きっと、幼い頃から手足の様に使い続けてきたんだろう。
だってあんなに自在に使いこなせているんだ。
だから、雄英でトップに上り詰めるのは順当なことだと、思い違いをした。
次の言葉を聞くまでは。

「そう案の定俺は遅れた!!ビリっけつまであっという間に落っこちた。服も落ちた。この"個性"で上を行くには遅れだけはとっちゃダメだった!!予測!!周囲よりも早く!!時に欺く!何より「予測」が必要だった!そしてその予測を可能にするのは経験!経験則から予測を立てる!長くなったけどコレが手合わせの理由!言葉よりも"経験"で伝えたかった!」

元から強かったわけじゃない。
他の誰よりも努力を怠らなかったから、トップなんだ。
結果が出るまでの過程を全力で努力し続けたから。
そして、その為に必要不可欠なことを言葉ではなく実際に手合わせをすることで私達は体感した。

「インターンにおいて我々は「お客」ではなく一人のサイドキック!同列(プロ)として扱われるんだよね!それはとても恐ろしいよ。時には人の死にも立ち会う…!けれど恐い思いも辛い思いも全てが学校じゃ手に入らない一線級の"経験"。俺はインターンで得た経験を力に変えてトップを掴んだ!ので!恐くてもやるべきだと思うよ1年生!!」

実戦の後に聞く言葉はより説得力を持って。
まだまだ経験の浅い私達に、より強く響く。
それを知ってか知らずか…どちらにせよ、教室での流れを帳消しにする程先輩の姿はカッコよく見えた。

「話し方もプロっぽい…」
「「お客」か。確かに職場体験はそんな感じだった」
「危ないことはさせないようにしてたよね」

逆指名の私は尚更そうだったのかもしれない。
パトロールを共にさせてもらったけど、事件が起きれば前線に立たせることはせず、後方支援のお手伝いみたいなものだった。

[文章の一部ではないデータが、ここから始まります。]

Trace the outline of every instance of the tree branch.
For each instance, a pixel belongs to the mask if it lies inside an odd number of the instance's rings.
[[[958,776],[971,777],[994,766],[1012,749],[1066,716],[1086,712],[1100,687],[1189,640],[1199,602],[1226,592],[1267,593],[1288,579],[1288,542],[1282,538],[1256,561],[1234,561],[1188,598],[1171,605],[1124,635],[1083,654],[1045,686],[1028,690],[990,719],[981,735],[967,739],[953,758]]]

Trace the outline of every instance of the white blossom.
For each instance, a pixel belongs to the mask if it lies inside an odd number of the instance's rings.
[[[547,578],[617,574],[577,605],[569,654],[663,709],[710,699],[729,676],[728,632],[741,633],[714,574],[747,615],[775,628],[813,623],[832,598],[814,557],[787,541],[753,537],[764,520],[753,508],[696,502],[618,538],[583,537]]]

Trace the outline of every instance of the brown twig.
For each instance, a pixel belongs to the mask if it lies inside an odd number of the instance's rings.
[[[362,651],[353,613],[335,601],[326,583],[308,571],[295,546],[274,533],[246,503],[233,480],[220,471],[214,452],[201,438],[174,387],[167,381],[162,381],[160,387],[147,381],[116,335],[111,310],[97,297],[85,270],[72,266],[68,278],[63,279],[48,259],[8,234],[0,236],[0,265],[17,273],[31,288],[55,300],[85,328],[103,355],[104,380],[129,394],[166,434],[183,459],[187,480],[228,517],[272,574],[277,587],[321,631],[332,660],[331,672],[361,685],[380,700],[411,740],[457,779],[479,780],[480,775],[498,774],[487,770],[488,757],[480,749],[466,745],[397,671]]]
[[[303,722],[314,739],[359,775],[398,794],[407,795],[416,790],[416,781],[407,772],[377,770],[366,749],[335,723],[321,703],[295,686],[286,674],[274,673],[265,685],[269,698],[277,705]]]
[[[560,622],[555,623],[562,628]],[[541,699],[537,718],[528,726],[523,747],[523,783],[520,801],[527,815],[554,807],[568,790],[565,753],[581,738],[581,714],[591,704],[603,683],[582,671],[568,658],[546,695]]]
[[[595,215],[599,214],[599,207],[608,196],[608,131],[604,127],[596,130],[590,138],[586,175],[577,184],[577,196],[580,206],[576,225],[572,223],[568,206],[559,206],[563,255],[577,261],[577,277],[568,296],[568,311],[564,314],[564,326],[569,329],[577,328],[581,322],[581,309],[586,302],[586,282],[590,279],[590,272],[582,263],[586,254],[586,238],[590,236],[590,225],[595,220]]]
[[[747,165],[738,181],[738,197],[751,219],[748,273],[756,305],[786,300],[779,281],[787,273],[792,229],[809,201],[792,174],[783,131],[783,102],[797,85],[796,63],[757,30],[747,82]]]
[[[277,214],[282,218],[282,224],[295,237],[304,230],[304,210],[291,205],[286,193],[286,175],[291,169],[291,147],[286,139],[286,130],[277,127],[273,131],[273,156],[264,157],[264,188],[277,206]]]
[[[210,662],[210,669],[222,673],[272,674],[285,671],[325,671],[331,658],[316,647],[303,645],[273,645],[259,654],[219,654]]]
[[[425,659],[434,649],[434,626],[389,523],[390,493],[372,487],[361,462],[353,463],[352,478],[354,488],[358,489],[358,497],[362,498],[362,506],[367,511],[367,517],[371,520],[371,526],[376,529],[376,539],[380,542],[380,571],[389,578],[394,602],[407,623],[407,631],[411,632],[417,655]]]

「職場体験でプロヒーローのことを知った気になってたけど、まだまだ知るべきことは多いってことだよね」
「学校じゃ学べねェ"経験"か…」

仮免に落ちた私達はそこに手をかけることがまだ出来ない。

「そろそろ戻ろう」
「ねぇ…!私たちいる意味あった?知ってる?」
「何もしなくて良かった…ミリオに感謝しよう」
「「「ありがとうございました!!」」」

少しだけ、気持ちは急くけど。
今日の話は今後の為になるのだと胸に留めた。